Plectophila micradelpha

Scientific classification
- Domain: Eukaryota
- Kingdom: Animalia
- Phylum: Arthropoda
- Class: Insecta
- Order: Lepidoptera
- Family: Xyloryctidae
- Genus: Plectophila
- Species: P. micradelpha
- Binomial name: Plectophila micradelpha (Turner, 1898)
- Synonyms: Lichenaula micradelpha Turner, 1898;

= Plectophila micradelpha =

- Authority: (Turner, 1898)
- Synonyms: Lichenaula micradelpha Turner, 1898

Species of moth

Plectophila micradelpha is a moth in the family Xyloryctidae. It was described by Alfred Jefferis Turner in 1898. It is found in Australia, where it has been recorded from Queensland.

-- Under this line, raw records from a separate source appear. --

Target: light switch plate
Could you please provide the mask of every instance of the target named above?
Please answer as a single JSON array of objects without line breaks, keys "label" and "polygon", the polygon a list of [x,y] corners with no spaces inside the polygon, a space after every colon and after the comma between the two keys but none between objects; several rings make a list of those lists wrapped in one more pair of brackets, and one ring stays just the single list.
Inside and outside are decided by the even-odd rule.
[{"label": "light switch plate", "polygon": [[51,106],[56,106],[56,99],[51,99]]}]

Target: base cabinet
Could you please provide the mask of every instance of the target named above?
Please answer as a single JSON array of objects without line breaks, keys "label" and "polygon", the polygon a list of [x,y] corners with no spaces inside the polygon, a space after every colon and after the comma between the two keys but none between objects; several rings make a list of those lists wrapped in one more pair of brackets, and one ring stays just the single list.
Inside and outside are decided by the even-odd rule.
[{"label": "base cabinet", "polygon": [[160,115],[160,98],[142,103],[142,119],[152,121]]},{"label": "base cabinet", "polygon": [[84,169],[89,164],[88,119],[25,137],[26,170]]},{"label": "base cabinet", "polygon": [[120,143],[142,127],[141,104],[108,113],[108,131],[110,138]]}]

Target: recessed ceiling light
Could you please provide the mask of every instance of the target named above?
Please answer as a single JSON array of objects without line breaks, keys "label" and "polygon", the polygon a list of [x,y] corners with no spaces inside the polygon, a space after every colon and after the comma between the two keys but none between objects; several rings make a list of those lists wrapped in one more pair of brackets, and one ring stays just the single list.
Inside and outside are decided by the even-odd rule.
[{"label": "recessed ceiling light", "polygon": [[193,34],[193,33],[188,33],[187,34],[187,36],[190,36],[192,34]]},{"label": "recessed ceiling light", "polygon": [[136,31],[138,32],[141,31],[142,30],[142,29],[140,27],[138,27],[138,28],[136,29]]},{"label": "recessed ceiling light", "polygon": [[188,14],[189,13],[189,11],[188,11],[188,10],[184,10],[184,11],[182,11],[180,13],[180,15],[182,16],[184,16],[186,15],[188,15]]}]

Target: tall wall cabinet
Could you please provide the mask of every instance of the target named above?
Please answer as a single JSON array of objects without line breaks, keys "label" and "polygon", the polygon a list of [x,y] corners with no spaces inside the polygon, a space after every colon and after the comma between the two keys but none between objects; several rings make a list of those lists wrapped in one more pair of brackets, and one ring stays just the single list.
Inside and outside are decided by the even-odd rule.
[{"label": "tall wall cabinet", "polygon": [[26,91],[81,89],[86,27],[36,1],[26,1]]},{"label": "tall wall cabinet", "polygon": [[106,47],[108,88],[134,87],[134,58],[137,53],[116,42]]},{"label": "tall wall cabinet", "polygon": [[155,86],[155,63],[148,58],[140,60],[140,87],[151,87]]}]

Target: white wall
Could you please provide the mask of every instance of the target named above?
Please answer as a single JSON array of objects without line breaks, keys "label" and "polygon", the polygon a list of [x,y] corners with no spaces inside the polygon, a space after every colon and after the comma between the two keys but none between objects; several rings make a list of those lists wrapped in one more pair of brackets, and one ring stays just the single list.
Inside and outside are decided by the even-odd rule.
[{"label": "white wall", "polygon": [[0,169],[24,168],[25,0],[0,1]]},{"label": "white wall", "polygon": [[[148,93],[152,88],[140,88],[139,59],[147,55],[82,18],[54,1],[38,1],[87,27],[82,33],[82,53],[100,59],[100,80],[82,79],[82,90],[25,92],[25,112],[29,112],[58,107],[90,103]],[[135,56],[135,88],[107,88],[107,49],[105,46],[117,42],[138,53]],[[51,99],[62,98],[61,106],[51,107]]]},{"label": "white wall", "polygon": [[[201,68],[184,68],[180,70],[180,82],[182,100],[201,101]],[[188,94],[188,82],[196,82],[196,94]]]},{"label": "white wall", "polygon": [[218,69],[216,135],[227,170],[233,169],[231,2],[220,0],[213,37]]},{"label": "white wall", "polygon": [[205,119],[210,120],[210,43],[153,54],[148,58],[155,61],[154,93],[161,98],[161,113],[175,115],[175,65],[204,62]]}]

The wingspan is 14–16 mm. The forewings are white, with the inner and hindmarginal portions of the disc more or less suffused with greyish and with the costal edge fuscous towards the base. There is a narrow fuscous line along the fold and a longitudinal fuscous line in the central third of the disc, as well as an outwardly oblique greyish line from the costa at two-thirds towards the hindmargin, sharply bent in the disc and continued to the anal angle, posteriorly this line is margined with white, anteriorly it is more or less lost in the greyish suffusion. There is also a short fuscous longitudinal streak from the apex and a greyish suffusion along the hindmargin. The hindwings are pale grey.